A report from the Department of Homeland Security, obtained by ABC News, shows a "sporadic but persistent" attack by North Korean hackers to gain access to government systems. Between 2017 and 2019 the document identifies 142 attempted communications between North Korea and the South Dakota state network. Officials say all of those attacks were unsuccessful.
"Based on an analysis of this and past communication traffic patterns by state network administrators, we assess that potential North Korean cyber actors may be using automated scanning and surveillance tools to attempt malicious communication with state-administered networks for unknown reasons," according to the intel alert, reviewed by ABC News. "Since late 2017, North Korea-associated IP addresses have repeatedly attempted to establish communication with South Dakota state network-administered websites and IPs, despite … being geo-blocked at the network perimeter, according to a body of DHS field reporting derived from state network information."

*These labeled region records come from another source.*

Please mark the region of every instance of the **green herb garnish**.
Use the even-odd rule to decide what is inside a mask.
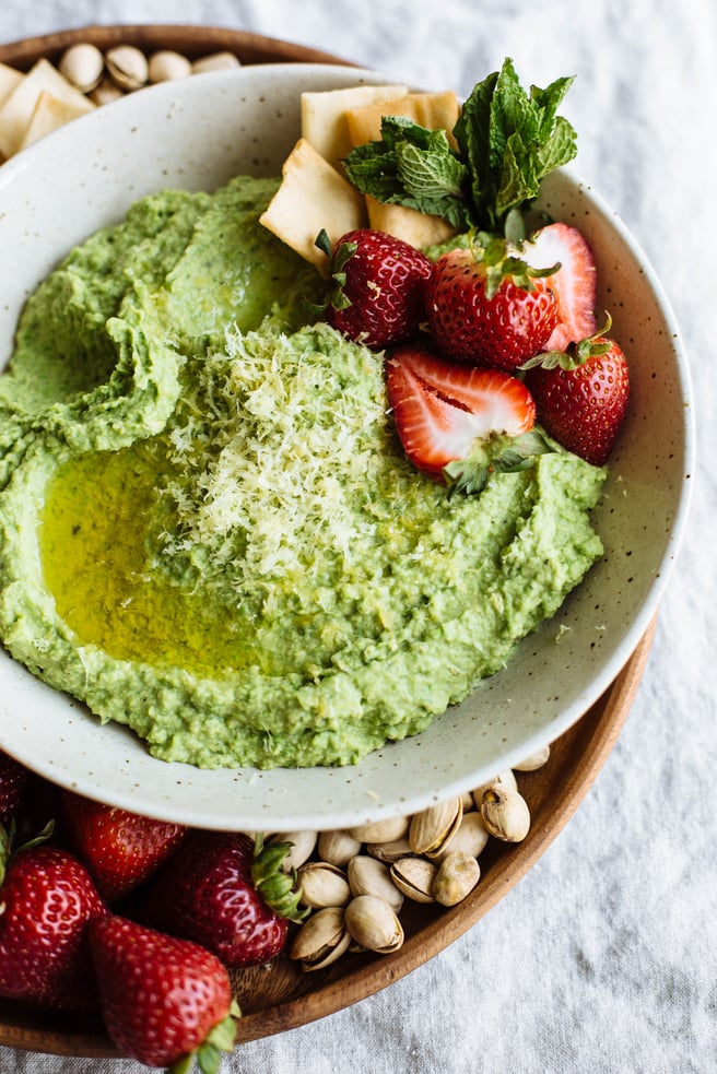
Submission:
[[[446,131],[385,116],[381,138],[345,157],[346,175],[386,204],[442,216],[458,231],[504,234],[510,211],[525,210],[577,152],[575,130],[557,115],[573,81],[528,93],[506,59],[466,101],[452,130],[457,149]]]

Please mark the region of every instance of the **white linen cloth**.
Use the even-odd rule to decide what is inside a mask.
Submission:
[[[576,82],[578,170],[647,252],[691,356],[693,509],[626,724],[586,801],[467,935],[375,996],[240,1046],[227,1074],[717,1071],[717,121],[714,0],[5,0],[0,39],[205,23],[467,94],[505,56]],[[2,1074],[140,1074],[0,1048]]]

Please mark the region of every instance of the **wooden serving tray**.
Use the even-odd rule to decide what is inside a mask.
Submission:
[[[56,60],[75,42],[101,49],[137,45],[148,52],[176,49],[197,58],[227,49],[243,63],[350,61],[304,46],[242,31],[209,26],[92,26],[0,45],[0,62],[27,70],[40,57]],[[289,958],[270,968],[234,975],[244,1017],[237,1043],[294,1029],[380,991],[433,958],[475,924],[525,876],[587,794],[607,760],[639,685],[654,633],[650,626],[625,668],[588,712],[555,743],[548,764],[519,776],[531,829],[517,846],[490,840],[481,854],[481,880],[459,906],[404,904],[405,942],[392,955],[346,954],[324,971],[305,973]],[[118,1058],[97,1018],[57,1016],[0,1001],[0,1045],[57,1055]]]

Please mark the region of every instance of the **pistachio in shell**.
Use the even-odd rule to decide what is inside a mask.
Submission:
[[[302,902],[314,910],[327,906],[345,906],[351,888],[338,865],[327,861],[307,861],[298,870]]]
[[[351,935],[342,907],[330,906],[313,913],[294,936],[289,955],[305,972],[324,969],[349,949]]]
[[[403,943],[403,925],[385,899],[358,895],[345,909],[346,929],[362,951],[387,955]]]
[[[391,880],[413,902],[435,902],[433,882],[438,866],[427,858],[400,858],[391,865]]]
[[[472,854],[454,851],[438,866],[433,882],[433,897],[442,906],[457,906],[473,890],[481,878],[481,866]]]
[[[504,783],[483,792],[481,816],[492,836],[504,842],[521,842],[530,830],[530,810],[522,794]]]
[[[378,895],[398,913],[403,905],[403,895],[391,880],[388,865],[369,854],[356,854],[346,870],[351,894]]]
[[[411,818],[409,845],[416,854],[440,853],[460,825],[463,803],[460,795],[437,802]]]

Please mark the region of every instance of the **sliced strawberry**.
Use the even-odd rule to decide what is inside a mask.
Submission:
[[[597,330],[595,314],[597,272],[587,240],[568,224],[548,224],[526,244],[524,256],[536,269],[560,269],[546,278],[557,299],[560,319],[545,343],[545,351],[564,351]]]
[[[490,468],[524,469],[515,458],[516,464],[505,464],[509,447],[525,447],[514,438],[529,433],[536,420],[530,392],[516,377],[407,344],[388,359],[386,378],[397,433],[422,473],[445,482],[447,467],[474,460],[481,472],[475,491]],[[536,453],[537,444],[529,447]]]

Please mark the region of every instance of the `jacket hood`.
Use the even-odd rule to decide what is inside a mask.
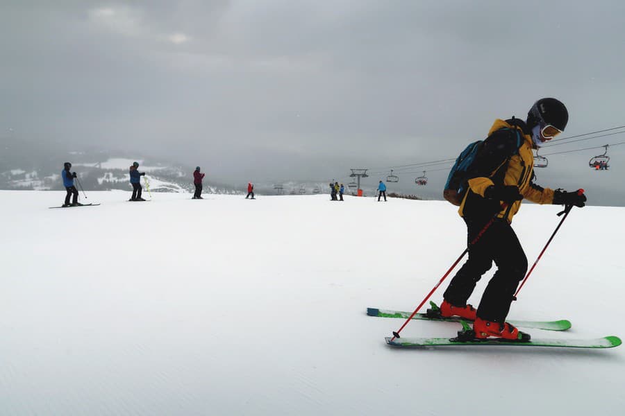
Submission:
[[[508,120],[497,119],[492,123],[492,127],[490,128],[488,135],[490,136],[497,130],[502,128],[516,128],[522,135],[523,135],[523,139],[525,140],[526,143],[527,143],[528,146],[532,148],[536,148],[534,146],[534,142],[532,140],[532,132],[523,120],[516,118],[509,119]]]

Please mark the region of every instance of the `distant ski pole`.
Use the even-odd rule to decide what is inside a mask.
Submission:
[[[148,182],[147,177],[145,176],[143,177],[143,182],[145,183],[145,189],[148,191],[148,195],[150,196],[150,199],[152,199],[152,193],[150,192],[150,182]]]
[[[81,183],[81,181],[78,180],[78,177],[76,177],[76,182],[78,182],[78,187],[81,187],[81,191],[83,191],[83,196],[85,197],[85,199],[87,199],[87,194],[85,193],[85,190],[83,189],[83,184]]]
[[[584,193],[583,189],[578,189],[577,191],[578,195],[581,195]],[[532,274],[532,271],[533,271],[534,268],[536,267],[536,265],[538,264],[538,261],[540,260],[540,258],[542,257],[542,254],[544,253],[545,250],[547,250],[547,248],[549,246],[549,243],[551,242],[551,240],[553,239],[553,237],[556,236],[556,233],[558,232],[558,230],[560,229],[560,226],[562,226],[562,223],[564,223],[564,220],[567,219],[567,216],[568,216],[569,213],[571,212],[571,209],[573,208],[573,205],[565,205],[563,211],[558,213],[558,216],[561,216],[562,214],[565,214],[563,217],[562,217],[562,220],[560,220],[560,223],[558,225],[558,227],[556,227],[556,230],[553,232],[553,234],[551,234],[551,236],[549,237],[549,239],[547,241],[547,243],[544,245],[544,247],[542,249],[542,251],[540,252],[540,254],[538,254],[538,257],[536,259],[536,261],[534,261],[534,264],[532,265],[532,268],[527,272],[527,275],[525,275],[525,279],[523,279],[523,281],[521,282],[521,286],[519,286],[519,288],[517,289],[517,293],[515,293],[514,297],[512,297],[513,300],[517,300],[517,295],[519,294],[519,292],[521,291],[521,288],[523,287],[523,285],[525,284],[525,282],[527,281],[527,278],[529,277],[529,275]]]
[[[506,207],[506,205],[503,204],[503,205],[501,205],[501,209],[505,209]],[[440,278],[440,280],[438,281],[438,283],[436,284],[436,286],[435,286],[432,288],[432,290],[430,291],[430,293],[428,293],[428,295],[425,297],[425,299],[424,299],[423,301],[422,301],[422,302],[420,304],[419,304],[419,306],[417,306],[417,309],[415,309],[415,311],[412,312],[412,314],[410,315],[410,316],[407,320],[406,320],[406,322],[403,322],[403,324],[401,325],[401,327],[399,328],[399,329],[398,329],[397,331],[393,331],[393,338],[391,338],[391,340],[390,340],[391,341],[394,341],[395,340],[395,338],[401,338],[399,336],[399,333],[401,332],[401,330],[403,329],[403,328],[408,324],[408,323],[409,322],[410,322],[410,320],[412,319],[412,317],[415,316],[415,315],[417,315],[417,312],[419,311],[419,309],[420,309],[421,307],[424,305],[424,304],[425,304],[425,302],[426,302],[428,301],[428,300],[430,298],[430,297],[432,295],[432,294],[436,291],[436,289],[438,288],[438,286],[440,286],[440,284],[442,284],[443,282],[443,281],[445,279],[447,279],[447,276],[449,275],[449,273],[451,272],[451,270],[453,270],[453,268],[455,268],[458,265],[458,263],[460,263],[460,261],[462,259],[462,257],[465,257],[465,254],[466,254],[469,252],[469,248],[479,241],[479,239],[482,237],[482,236],[484,235],[484,233],[486,232],[486,230],[488,229],[488,227],[492,225],[492,223],[494,222],[494,220],[497,219],[497,215],[495,214],[495,216],[494,217],[490,218],[490,220],[488,221],[485,225],[484,225],[484,227],[482,228],[482,229],[480,231],[480,232],[478,232],[478,234],[475,236],[475,238],[471,241],[471,242],[467,246],[467,248],[465,248],[465,251],[462,252],[462,254],[461,254],[460,255],[460,257],[456,260],[456,261],[453,262],[453,264],[451,265],[451,267],[449,268],[449,269],[447,271],[447,272],[445,272],[445,274],[443,275],[443,277]]]

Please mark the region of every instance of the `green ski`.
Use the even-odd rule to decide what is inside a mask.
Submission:
[[[560,348],[612,348],[622,343],[617,336],[604,336],[589,339],[532,339],[527,342],[512,341],[499,338],[456,340],[448,338],[396,338],[386,337],[386,343],[401,348],[428,348],[433,347],[558,347]]]
[[[438,306],[433,302],[430,302],[432,309],[435,312],[438,310]],[[403,311],[392,311],[390,309],[380,309],[378,308],[367,308],[367,315],[369,316],[378,316],[379,318],[399,318],[402,319],[408,319],[412,313]],[[427,313],[416,313],[412,319],[433,320],[433,321],[444,321],[449,322],[460,322],[461,320],[466,321],[457,316],[452,318],[441,318],[435,315],[428,315]],[[571,322],[567,320],[553,320],[553,321],[531,321],[531,320],[509,320],[510,322],[515,327],[521,327],[522,328],[534,328],[535,329],[546,329],[547,331],[566,331],[571,328]]]

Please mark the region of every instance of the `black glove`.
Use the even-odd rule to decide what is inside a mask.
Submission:
[[[553,193],[553,205],[575,205],[581,208],[586,204],[586,196],[584,195],[582,189],[578,189],[575,192],[567,192],[556,189]]]
[[[523,196],[519,193],[519,188],[515,185],[491,185],[484,191],[484,197],[503,201],[507,204],[523,199]]]

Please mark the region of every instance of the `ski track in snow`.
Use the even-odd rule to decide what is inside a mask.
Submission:
[[[0,414],[619,413],[625,347],[402,350],[384,337],[464,249],[440,201],[0,191]],[[82,197],[82,193],[81,194]],[[524,204],[531,265],[560,217]],[[568,319],[535,338],[625,337],[625,209],[574,209],[510,318]],[[597,239],[597,230],[601,238]],[[479,302],[491,270],[469,300]],[[435,293],[440,301],[449,281]],[[425,309],[425,308],[424,308]],[[407,338],[459,325],[412,321]],[[447,348],[447,347],[446,347]],[[454,391],[455,390],[455,391]],[[453,394],[450,392],[454,391]],[[485,406],[485,401],[490,404]]]

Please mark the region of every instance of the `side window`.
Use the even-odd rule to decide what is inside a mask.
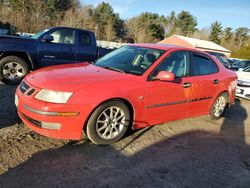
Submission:
[[[191,76],[214,74],[218,71],[217,65],[209,57],[193,53],[191,59]]]
[[[58,43],[58,44],[73,44],[74,43],[73,30],[60,29],[60,30],[54,31],[50,35],[54,37],[54,40],[51,41],[52,43]]]
[[[79,43],[81,46],[91,46],[91,35],[87,32],[79,32]]]
[[[154,70],[152,76],[156,76],[160,71],[172,72],[175,77],[185,77],[189,73],[189,52],[178,51],[170,54]]]

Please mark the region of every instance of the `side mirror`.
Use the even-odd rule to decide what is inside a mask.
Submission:
[[[167,71],[160,71],[154,78],[154,80],[160,80],[166,82],[172,82],[174,81],[174,79],[175,79],[174,74],[172,72],[167,72]]]
[[[42,39],[44,42],[52,42],[54,40],[54,37],[52,35],[45,35]]]

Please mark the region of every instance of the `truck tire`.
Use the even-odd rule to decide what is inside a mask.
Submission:
[[[0,78],[6,84],[19,84],[28,73],[28,64],[17,56],[7,56],[0,60]]]

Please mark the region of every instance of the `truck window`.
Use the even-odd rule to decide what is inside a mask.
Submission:
[[[59,43],[59,44],[73,44],[74,43],[74,35],[73,30],[69,29],[60,29],[51,33],[54,37],[54,40],[51,41],[52,43]]]
[[[81,46],[91,46],[91,36],[89,33],[80,31],[79,40]]]

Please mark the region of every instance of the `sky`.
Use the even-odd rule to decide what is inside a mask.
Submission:
[[[189,11],[198,22],[198,28],[210,27],[219,21],[223,27],[250,28],[250,0],[80,0],[82,5],[97,6],[108,2],[122,19],[142,12],[167,16],[171,11]]]

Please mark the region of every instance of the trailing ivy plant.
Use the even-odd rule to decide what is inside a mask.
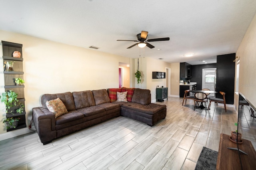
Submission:
[[[18,85],[20,85],[22,83],[25,83],[25,81],[20,78],[15,78],[15,83]]]
[[[3,123],[5,123],[6,124],[6,129],[9,129],[11,126],[12,126],[13,128],[16,128],[16,127],[14,126],[14,123],[16,121],[20,121],[20,118],[18,117],[18,118],[13,119],[12,117],[9,117],[6,119],[4,120]]]
[[[11,90],[3,93],[2,93],[2,96],[0,96],[1,101],[3,102],[5,105],[5,112],[6,113],[10,113],[14,115],[14,113],[12,113],[12,111],[9,111],[9,110],[12,107],[15,106],[19,106],[16,110],[17,113],[21,114],[23,112],[24,105],[20,102],[19,103],[17,103],[17,102],[19,101],[17,99],[17,97],[18,94]]]
[[[138,66],[137,66],[137,71],[135,73],[135,77],[137,78],[137,83],[139,84],[141,82],[141,72],[140,71],[140,66],[139,65],[139,58],[138,58]]]
[[[137,78],[137,83],[139,84],[141,82],[141,72],[139,70],[137,70],[137,72],[135,73],[135,77]]]

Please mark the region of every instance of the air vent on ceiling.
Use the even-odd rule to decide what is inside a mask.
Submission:
[[[100,48],[98,47],[95,47],[95,46],[92,46],[92,45],[89,48],[92,48],[93,49],[98,49],[99,48]]]

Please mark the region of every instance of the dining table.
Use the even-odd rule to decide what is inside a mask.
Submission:
[[[192,90],[189,91],[192,93],[218,93],[218,91],[212,91],[210,90]],[[215,97],[215,95],[214,95]],[[201,109],[206,109],[205,107],[203,105],[203,103],[201,103],[201,105],[198,107],[198,108],[200,108]],[[210,108],[207,109],[208,110],[210,109]]]

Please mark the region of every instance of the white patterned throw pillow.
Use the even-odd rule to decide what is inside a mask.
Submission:
[[[124,92],[116,92],[116,96],[117,96],[117,101],[124,101],[125,102],[127,102],[127,98],[126,96],[127,95],[127,91],[125,91]]]

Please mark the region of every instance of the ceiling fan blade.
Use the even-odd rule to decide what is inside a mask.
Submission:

South Dakota Officials have been alerted to the threat. In statement to ABC News, South Dakota Public Safety Secretary Craig Price says the state is taking appropriate action.
"We do not discuss specific cases for security reasons, but cyberattacks on South Dakota's state government computer network are nothing new and not unique to South Dakota. Most importantly, there have been no intrusions. That is a credit to the state Bureau of Information and Telecommunications, the Office of Homeland Security and others who work on cybersecurity every day. We take all threats against our computer system seriously and we support Gov. Kristi Noem's efforts to further develop the cybersecurity industry in South Dakota."